When engineers take a new technology from the controlled environment of the lab into the field, we learn whether what we have designed in theory can deliver in practice. In the case of sanitation systems, this is critical. Real-world patterns of use are difficult to replicate in the lab, and can be very unpredictable based on setting (public versus private), time of day, and even the seasons. The composition and quantity of waste streams vary greatly from person to person, day to day, and culture to culture.

Culturally specific bathroom practices can be especially challenging when we design these systems; for example, some cultures use toilet paper while others use water for cleaning. Whether a culture wipes or washes influences how much water and paper enters the system along with the waste. This in turn influences concentrations of the microbes, solids, organic material, and nutrients such as nitrogen and phosphorus that must be removed before water can safely be reused for flushing, washing, or irrigation. Moreover, understanding the preferences, habits, and needs of a community underpins the successful adoption of any new technology. After all, the best technology in the world is useless if no one wants to use it.

Visiting the test site

By the time the field team and I arrived at the cotton-spinning mill that serves as our test site, the sun was already rising high in the sky. Coimbatore is a mere 11 degrees above the equator—it is always hot there—and has been a center of cotton cultivation and processing for centuries. As we passed the bails of raw cotton stacked in the storage sheds, I thought about my grandfather, an agronomist who spent much of his career studying cotton in another very warm place (Georgia). He’d be amused to know that in a small way, the family had come full circle.

 

 
 

 

Prateek and Sarani recruited some of the workers in the mill to help us get the Reclaimer out of its crate. At 8 feet high, 3 feet wide, and 853 pounds, the unit is compact but not lightweight. With a lot of teamwork, we moved the unit into the testing area—an engineering space adjacent to the toilet block used by the women who live on site and work at the mill. From the users’ perspective, the toilets themselves do not look or function differently from any other. What happens after the flush is where the difference occurs.

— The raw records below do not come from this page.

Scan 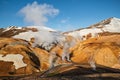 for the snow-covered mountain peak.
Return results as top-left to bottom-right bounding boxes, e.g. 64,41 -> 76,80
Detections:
65,17 -> 120,39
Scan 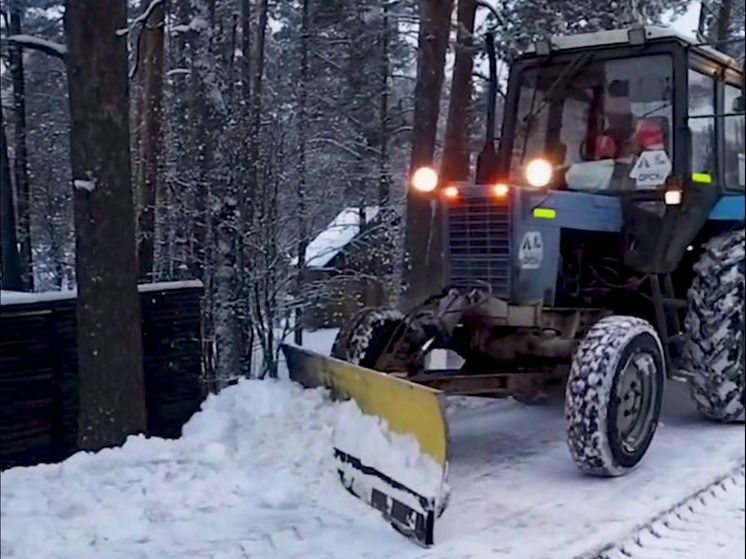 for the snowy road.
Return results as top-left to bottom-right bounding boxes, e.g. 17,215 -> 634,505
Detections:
589,468 -> 746,559
0,330 -> 746,559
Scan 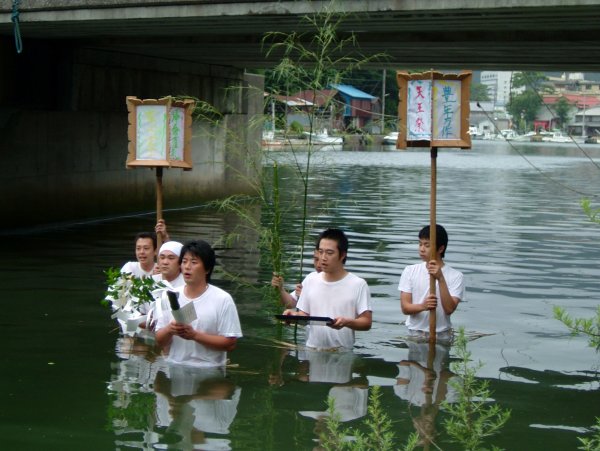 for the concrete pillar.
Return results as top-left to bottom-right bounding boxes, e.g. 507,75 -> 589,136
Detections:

Safe, effective sanitation in a box

Instead of waste draining to a sewer and traveling to a treatment plant, here it flows into the prototype technologies we want to test. The Reclaimer combines several treatment processes into a compact and fully automated system; in essence, it performs the work of a wastewater treatment plant, but in a much more compact footprint and without needing to move waste and water over long distances. Thus, the Reclaimer is designed to provide safe and effective sanitation to the billions of people who do not have it, and who live in places where building out the infrastructure necessary for municipal treatment is not feasible due to scarcity of land, water, and/or funding.

 

 
 

 

Once the machine was in position, things moved quickly. Within a few hours, I was able to email the following update to the team back home:

“Day one: out of the box, upright, plugged in, leak checked, PLCs updated, first run with tap water in progress. Couldn’t have asked for a smoother start!”

Shortly thereafter, I was asleep.

 

 
 

 

I spent the next few days working with Sarani and Prateek, running system checks and going over the procedures they would need to perform over the next six months to prepare the Reclaimer for the next phase of its development towards commercialization. We also got to know each other better, talking about our lives, our careers, and why we all choose to work in sanitation technologies instead of any number of other more “glamorous” fields. We have been in contact almost daily ever since, and I am both excited and privileged to be part of what we are going to achieve together.